At the University of Virginia, my current project traces the connections between the modernity, religion, and the formation of secular within the postcolonial societies. I’m examining the intellectual and religious traditions of Kashmiri Muslims whose critical engagement with emerging modalities of Indian secular thought marks a crucial turn at the beginning of 20th century  to grapple with the limits of modern nation states and the pitfalls of secularism that formed the bases of its moral habitation. Understanding these disparate, conflicting genealogies of political thought requires one to place  the sovereignty of Kashmiri Muslims within the distinctive conceptual history, the one which is attuned to vernacular genealogy exceeds the way sovereignty came to define the minority question in the arc of Global history. Thus, nodes of modernity, and the secularism became two crucial non linear shifts which came to define what Taylor calls modern identity in unique ways and its imperative to recuperate, unmoor and grasp the voices of marginal subjects by examining their authority from a unique moral standpoint of Islamic tradition. I’m particularly keen to track the circulation of different conceptual categories of secular, it’s complicated history, and it’s formation in consolidating the posture of sovereign power that became, otherwise, defined the language of empire. 

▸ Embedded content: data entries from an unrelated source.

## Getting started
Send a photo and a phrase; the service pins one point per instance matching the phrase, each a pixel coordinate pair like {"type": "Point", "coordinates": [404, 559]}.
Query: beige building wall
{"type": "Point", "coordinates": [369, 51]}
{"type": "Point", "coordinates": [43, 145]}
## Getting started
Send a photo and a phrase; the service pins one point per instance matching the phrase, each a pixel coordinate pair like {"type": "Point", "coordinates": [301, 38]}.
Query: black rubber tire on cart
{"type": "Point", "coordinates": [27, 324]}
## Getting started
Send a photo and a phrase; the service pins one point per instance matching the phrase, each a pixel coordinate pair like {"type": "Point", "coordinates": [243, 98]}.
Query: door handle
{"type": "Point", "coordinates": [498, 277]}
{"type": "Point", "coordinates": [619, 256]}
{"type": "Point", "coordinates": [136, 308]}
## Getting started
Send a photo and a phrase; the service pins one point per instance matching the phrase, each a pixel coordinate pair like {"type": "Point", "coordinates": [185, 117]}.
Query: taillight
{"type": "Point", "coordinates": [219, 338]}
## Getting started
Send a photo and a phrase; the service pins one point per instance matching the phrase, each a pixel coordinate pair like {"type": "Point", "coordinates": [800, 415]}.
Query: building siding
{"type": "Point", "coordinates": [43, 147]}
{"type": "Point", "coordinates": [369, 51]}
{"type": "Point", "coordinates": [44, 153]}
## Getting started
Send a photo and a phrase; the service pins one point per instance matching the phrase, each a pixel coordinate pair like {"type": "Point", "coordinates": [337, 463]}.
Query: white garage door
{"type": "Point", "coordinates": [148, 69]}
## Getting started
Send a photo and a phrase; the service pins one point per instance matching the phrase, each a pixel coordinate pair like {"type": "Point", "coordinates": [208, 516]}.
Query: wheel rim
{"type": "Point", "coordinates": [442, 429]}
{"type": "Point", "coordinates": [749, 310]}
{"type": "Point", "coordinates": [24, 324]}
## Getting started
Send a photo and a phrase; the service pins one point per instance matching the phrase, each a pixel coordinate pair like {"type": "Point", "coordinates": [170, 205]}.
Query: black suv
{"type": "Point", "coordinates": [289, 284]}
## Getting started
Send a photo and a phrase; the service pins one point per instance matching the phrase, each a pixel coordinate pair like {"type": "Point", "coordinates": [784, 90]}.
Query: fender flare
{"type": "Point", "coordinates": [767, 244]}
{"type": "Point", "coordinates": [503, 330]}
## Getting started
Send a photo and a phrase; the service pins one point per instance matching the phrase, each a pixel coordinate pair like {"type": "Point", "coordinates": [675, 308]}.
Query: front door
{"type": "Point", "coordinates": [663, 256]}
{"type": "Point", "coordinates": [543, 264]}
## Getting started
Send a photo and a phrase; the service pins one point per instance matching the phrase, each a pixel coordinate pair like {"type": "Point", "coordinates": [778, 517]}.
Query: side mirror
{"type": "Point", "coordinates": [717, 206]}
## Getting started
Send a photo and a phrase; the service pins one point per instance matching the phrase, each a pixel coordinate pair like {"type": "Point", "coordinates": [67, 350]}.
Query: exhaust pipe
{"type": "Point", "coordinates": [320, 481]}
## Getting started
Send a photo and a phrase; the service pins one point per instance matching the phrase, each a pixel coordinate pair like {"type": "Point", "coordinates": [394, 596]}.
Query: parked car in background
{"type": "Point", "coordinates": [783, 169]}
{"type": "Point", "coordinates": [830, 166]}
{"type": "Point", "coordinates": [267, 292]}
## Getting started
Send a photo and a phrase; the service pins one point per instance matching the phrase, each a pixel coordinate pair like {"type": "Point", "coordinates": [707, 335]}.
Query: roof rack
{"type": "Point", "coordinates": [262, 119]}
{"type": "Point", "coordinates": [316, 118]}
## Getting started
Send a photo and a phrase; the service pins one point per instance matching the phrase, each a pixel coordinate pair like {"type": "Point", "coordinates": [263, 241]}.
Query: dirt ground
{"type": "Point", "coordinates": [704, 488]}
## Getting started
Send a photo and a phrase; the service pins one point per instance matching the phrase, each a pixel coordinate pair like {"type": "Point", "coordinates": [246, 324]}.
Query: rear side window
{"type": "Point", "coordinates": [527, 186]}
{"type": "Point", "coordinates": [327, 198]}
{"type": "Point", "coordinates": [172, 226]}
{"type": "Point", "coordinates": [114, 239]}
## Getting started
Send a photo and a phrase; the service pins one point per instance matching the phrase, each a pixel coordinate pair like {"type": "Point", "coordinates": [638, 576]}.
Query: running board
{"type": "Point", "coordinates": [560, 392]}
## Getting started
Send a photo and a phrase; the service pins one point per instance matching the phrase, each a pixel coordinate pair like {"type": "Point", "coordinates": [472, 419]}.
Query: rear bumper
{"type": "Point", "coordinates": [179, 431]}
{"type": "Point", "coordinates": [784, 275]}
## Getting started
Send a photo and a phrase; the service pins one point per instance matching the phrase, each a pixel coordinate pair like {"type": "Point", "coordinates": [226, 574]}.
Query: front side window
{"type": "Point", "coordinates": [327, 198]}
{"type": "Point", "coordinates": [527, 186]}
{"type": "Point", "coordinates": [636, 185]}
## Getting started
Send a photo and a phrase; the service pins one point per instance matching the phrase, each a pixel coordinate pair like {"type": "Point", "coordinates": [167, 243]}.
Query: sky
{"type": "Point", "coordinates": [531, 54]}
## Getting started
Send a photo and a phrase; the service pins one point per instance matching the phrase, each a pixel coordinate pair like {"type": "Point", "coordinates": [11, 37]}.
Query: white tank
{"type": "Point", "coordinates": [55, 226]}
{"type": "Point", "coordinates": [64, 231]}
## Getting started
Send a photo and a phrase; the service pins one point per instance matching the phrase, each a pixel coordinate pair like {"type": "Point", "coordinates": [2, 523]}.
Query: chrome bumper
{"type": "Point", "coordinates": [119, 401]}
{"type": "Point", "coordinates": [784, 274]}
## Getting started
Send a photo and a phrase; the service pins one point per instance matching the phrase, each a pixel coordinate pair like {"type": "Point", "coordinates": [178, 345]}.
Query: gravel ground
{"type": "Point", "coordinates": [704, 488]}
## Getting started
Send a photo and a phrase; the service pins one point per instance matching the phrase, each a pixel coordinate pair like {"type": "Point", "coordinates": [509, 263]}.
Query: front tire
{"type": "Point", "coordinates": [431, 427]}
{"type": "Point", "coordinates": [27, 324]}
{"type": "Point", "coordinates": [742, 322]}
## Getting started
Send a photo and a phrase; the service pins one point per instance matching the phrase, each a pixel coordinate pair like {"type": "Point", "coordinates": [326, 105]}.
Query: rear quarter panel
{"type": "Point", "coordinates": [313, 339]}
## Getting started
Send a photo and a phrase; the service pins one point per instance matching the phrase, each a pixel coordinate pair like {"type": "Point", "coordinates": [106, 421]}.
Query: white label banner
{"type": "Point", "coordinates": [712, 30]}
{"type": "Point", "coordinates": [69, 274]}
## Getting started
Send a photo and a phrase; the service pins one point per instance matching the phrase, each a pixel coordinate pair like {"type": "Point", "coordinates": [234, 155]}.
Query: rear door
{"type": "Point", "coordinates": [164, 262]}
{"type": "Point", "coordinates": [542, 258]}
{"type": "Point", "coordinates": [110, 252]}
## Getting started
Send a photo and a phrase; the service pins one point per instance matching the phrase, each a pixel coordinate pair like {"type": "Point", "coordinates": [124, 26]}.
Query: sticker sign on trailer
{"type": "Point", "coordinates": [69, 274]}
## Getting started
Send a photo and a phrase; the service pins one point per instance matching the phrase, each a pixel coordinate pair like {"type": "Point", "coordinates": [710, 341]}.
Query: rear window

The second strand of research that I engage with is the genealogy of three intellectual traditions of Islam, in other words, Islamic revivalist movements in Kashmir, and how these movements established their prominence through the reception, circulation and translation of Islamic traditions. Instead of examine these critical engagement as timeless snippets which are often assumed to sustain the ritualistic sense of religious belonging, I place them with the larger moral, intellectual and political project that undergirds the versatility of tradition in sustaining itself within the destructive forces of modernity and the competing visions of modern sovereignty which relegated certain populations outside the purview of modern secular identity.  I ask, what makes it possible for different movements, and the social actors within those movements to think about the questions of loss, community, tradition and critique to wrestle with the new forms of disciplinary  modes of power and the law of modern empire.

Publications

"The Logics of Counterinsurgency Education and Resistance in Thirdspace." In The Palgrave Handbook of New Directions in Kashmir Studies, edited by Haley Dushinski, Mona Bhan and Cabeiri deBirgh Robinson.  London: Palgrave Macmillan, 2023, 265-280.

Working Papers:

"God’s Property, the Self-Determination Movement, and Sovereignty and its Language Games in Kashmir."